9. Il résulte de tout ce qui précède que, sans qu'il soit besoin de statuer sur la régularité du jugement attaqué, la commune de Saint-Rémy-de-Provence est fondée à soutenir que c'est à tort que, par le jugement attaqué, le tribunal administratif de Marseille l'a condamnée à verser à la SCI Zelon la somme de 199 972 euros et à demander l'annulation de ce jugement.
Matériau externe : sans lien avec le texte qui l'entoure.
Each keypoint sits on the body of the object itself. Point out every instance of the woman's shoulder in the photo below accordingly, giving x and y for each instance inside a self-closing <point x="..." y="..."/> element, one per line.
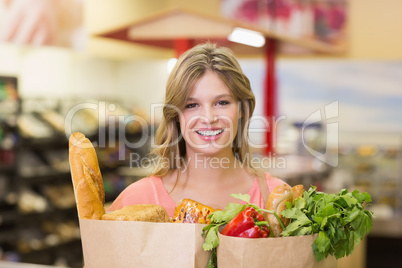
<point x="143" y="184"/>
<point x="272" y="181"/>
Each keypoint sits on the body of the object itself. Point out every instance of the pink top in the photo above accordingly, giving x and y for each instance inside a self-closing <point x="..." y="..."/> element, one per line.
<point x="151" y="190"/>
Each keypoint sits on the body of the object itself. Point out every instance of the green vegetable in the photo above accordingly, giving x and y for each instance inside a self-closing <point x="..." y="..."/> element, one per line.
<point x="340" y="220"/>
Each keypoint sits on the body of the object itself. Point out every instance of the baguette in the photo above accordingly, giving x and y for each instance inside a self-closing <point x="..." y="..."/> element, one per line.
<point x="86" y="177"/>
<point x="140" y="212"/>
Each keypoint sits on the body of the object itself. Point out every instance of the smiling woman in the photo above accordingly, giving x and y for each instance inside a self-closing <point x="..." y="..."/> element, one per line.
<point x="202" y="150"/>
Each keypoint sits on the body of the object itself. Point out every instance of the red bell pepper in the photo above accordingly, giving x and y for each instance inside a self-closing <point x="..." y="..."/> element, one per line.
<point x="245" y="224"/>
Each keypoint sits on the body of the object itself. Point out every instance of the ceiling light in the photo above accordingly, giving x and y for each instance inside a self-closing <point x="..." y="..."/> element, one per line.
<point x="247" y="37"/>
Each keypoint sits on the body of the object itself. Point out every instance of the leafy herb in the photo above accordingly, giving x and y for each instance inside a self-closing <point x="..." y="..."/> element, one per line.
<point x="340" y="220"/>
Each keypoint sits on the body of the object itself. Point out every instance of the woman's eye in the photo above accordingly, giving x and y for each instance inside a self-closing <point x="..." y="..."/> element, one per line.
<point x="191" y="105"/>
<point x="223" y="102"/>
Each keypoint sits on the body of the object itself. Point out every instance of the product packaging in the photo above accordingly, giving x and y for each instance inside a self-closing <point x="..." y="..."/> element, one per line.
<point x="293" y="251"/>
<point x="142" y="244"/>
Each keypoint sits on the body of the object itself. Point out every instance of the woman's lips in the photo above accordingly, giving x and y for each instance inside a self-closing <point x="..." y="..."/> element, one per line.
<point x="209" y="134"/>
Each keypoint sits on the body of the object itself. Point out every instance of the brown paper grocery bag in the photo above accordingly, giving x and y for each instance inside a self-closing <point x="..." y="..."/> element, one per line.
<point x="142" y="244"/>
<point x="281" y="252"/>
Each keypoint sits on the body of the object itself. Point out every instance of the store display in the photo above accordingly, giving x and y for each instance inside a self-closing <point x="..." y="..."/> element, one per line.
<point x="32" y="127"/>
<point x="35" y="180"/>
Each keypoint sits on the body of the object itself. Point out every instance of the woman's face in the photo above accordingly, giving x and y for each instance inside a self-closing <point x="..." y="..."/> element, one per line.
<point x="209" y="120"/>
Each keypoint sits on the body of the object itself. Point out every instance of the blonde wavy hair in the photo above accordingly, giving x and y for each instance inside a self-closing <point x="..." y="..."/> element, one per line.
<point x="170" y="147"/>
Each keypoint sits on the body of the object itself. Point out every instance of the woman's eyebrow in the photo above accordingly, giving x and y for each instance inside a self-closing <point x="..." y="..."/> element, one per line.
<point x="189" y="99"/>
<point x="224" y="96"/>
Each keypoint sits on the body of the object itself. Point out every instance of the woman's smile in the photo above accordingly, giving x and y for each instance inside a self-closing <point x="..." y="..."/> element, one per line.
<point x="211" y="134"/>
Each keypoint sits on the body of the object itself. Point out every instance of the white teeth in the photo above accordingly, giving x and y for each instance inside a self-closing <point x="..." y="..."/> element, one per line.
<point x="209" y="132"/>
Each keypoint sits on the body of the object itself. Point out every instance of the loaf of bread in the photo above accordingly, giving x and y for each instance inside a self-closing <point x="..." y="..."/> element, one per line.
<point x="190" y="211"/>
<point x="141" y="212"/>
<point x="277" y="202"/>
<point x="86" y="178"/>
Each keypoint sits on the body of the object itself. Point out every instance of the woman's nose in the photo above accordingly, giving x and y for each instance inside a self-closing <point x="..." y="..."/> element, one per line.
<point x="209" y="115"/>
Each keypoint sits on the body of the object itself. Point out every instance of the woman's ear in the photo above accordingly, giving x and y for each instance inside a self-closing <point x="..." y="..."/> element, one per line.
<point x="241" y="107"/>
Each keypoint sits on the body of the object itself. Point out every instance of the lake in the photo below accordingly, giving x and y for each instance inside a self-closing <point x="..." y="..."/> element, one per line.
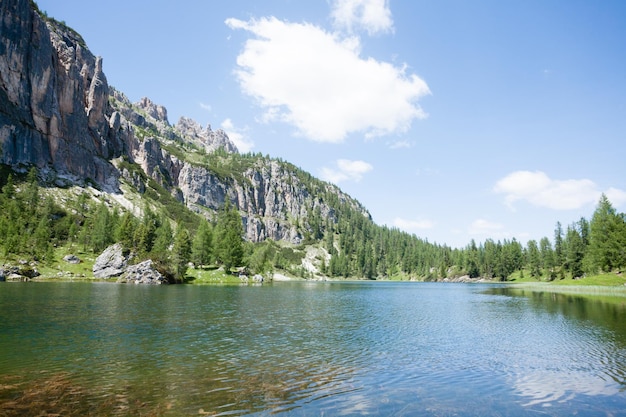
<point x="309" y="349"/>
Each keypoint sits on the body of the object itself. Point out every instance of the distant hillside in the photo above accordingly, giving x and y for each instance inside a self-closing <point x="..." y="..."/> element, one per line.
<point x="58" y="113"/>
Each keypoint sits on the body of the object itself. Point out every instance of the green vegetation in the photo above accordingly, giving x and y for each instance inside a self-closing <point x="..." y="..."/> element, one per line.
<point x="35" y="226"/>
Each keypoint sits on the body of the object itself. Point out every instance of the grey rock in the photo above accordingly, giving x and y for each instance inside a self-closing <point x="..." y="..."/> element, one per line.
<point x="207" y="138"/>
<point x="143" y="273"/>
<point x="110" y="263"/>
<point x="155" y="111"/>
<point x="54" y="107"/>
<point x="72" y="259"/>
Par voie de conséquence, l'appel incident de la SCI Zelon doit être rejeté.
Sur les frais liés au litige :
10. Les dispositions de l'article L. 761-1 du code de justice administrative font obstacle à ce que soit mise à la charge de la commune de Saint-Rémy-de-Provence qui n'est pas, dans la présente instance, la partie perdante, la somme que la SCI Zelon demande au titre des frais exposés par elle et non compris dans les dépens. Dans les circonstances de l'espèce, il y a lieu de mettre à la charge de la SCI Zelon une somme de 2 000 euros au titre des frais exposés par la commune de Saint-Rémy-de-Provence et non compris dans les dépens.
D É C I D E :
Article 1er : Le jugement du tribunal administratif de Marseille du 14 décembre 2020 est annulé.
Article 2 : La demande de la SCI Zelon devant le tribunal administratif de Marseille et ses conclusions devant la Cour sont rejetées.
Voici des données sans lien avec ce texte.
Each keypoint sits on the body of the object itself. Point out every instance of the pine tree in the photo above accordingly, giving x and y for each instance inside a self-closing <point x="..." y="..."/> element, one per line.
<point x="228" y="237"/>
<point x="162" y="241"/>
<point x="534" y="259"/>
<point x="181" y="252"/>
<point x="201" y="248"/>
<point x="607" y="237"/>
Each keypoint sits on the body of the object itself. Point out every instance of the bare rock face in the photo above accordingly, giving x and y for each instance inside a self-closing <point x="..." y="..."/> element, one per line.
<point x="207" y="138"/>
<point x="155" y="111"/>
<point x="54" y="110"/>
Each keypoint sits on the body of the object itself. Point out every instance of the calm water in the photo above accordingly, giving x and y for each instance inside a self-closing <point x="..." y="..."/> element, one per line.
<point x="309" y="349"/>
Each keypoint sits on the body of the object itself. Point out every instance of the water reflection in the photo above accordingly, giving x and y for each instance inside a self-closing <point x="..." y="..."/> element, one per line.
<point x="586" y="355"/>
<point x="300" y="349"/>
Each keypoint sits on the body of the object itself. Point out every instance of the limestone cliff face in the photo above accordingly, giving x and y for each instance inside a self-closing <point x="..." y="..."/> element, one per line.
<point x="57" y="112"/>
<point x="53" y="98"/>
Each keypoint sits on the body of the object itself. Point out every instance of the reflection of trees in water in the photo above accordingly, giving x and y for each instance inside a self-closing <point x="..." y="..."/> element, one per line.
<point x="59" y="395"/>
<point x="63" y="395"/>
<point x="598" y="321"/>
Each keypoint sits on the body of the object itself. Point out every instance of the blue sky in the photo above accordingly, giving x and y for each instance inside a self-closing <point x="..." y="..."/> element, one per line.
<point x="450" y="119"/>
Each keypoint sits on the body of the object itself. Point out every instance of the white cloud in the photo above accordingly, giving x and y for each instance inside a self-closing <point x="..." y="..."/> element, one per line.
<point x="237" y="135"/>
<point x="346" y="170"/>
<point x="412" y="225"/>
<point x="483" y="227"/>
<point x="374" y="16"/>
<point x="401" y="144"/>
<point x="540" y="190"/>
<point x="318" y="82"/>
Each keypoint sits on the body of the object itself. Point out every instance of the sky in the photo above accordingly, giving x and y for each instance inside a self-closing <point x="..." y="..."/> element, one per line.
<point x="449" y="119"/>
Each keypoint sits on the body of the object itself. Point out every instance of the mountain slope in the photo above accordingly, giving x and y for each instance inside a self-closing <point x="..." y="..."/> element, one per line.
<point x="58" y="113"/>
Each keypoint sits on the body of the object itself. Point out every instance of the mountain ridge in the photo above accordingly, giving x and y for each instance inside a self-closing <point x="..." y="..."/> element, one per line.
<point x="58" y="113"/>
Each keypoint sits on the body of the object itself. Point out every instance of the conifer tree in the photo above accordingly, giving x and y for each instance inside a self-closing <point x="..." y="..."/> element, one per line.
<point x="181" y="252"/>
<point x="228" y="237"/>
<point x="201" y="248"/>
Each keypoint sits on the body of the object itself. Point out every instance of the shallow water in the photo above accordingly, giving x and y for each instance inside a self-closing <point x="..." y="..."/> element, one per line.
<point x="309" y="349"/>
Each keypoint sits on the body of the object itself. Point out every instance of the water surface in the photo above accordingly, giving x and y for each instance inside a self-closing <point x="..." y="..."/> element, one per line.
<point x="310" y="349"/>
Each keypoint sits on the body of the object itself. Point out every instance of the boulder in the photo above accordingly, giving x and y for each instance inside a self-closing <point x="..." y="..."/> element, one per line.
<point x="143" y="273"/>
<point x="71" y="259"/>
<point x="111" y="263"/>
Article 3 : La SCI Zelon versera à la commune de Saint-Rémy-de-Provence une somme de 2 000 euros au titre de l'article L. 761-1 du code de justice administrative.
Article 4 : Le présent arrêt sera notifié à la commune de Saint-Rémy-de-Provence et à la société civile immobilière Zelon.
Délibéré après l'audience du 11 mai 2023, où siégeaient :
- M. Portail, président,
- M. d'Izarn de Villefort, président assesseur,
- M. Quenette, premier conseiller.
Rendu public par mise à disposition au greffe le 25 mai 2023.